The Wisconsin State Telecommunications Association doesn't have a position on Lasee's bill but generally believes that current laws against distracted driving are sufficient, director Bill Esbeck said. However, the group has supported tighter restrictions on cell phone use for younger, less experienced drivers, Esbeck said. The association represents 70 phone companies, 25 Internet service providers and nine wireless carriers in Wisconsin.
So what, not only will they have to catch you texting, they need to identify your age first to see if they can pull you over? At what age should it become "legal" to text message while driving?

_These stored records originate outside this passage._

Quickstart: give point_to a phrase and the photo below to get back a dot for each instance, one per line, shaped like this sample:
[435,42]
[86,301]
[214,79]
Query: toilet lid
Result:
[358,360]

This law is useless. There are laws against recklessly operating a motor vehicle, and if the operation of the vehicle is impaired, that is justification to pull someone over and ticket them, or if they get into a crash it is enough to make them responsible. People are still going to drive terribly, and the more we try to regulate it the more confusing it will become, to the point that we cannot enforce the laws. This is just as gratuitous as the seat belt laws.
Lasee's bill, which he is circulating for co-sponsors and intends to introduce in early December, would impose a $400 fine for a first offense and an $800 penalty for additional ones.

If text messaging is found to be responsible for an accident resulting in an injury, the fine would jump to $2,000 and at least 30 days in jail. If the accident results in a death, the penalty would be a felony with up to a $25,000 fine or 10 years in prison.
I'm sorry, but I think this is a bit much. I understand the dangers of operating a cell phone at the same time as a motor vehicle. But what about eating while driving, using the radio/CD player, talking to people in the car, driving while tired, sneezing, etc. There are many things I could come up with that could impair one's ability to drive, and most of them are simple things we all do. There ought to be a penalty for driving like a reckless maniac, and there is. Why then do we need to add more regulation and bureaucracy? Oh thats right, so Uncle Same can take more of your tax dollars to fund the nanny-state, and so weak politicians can look as if they are "tough on crime."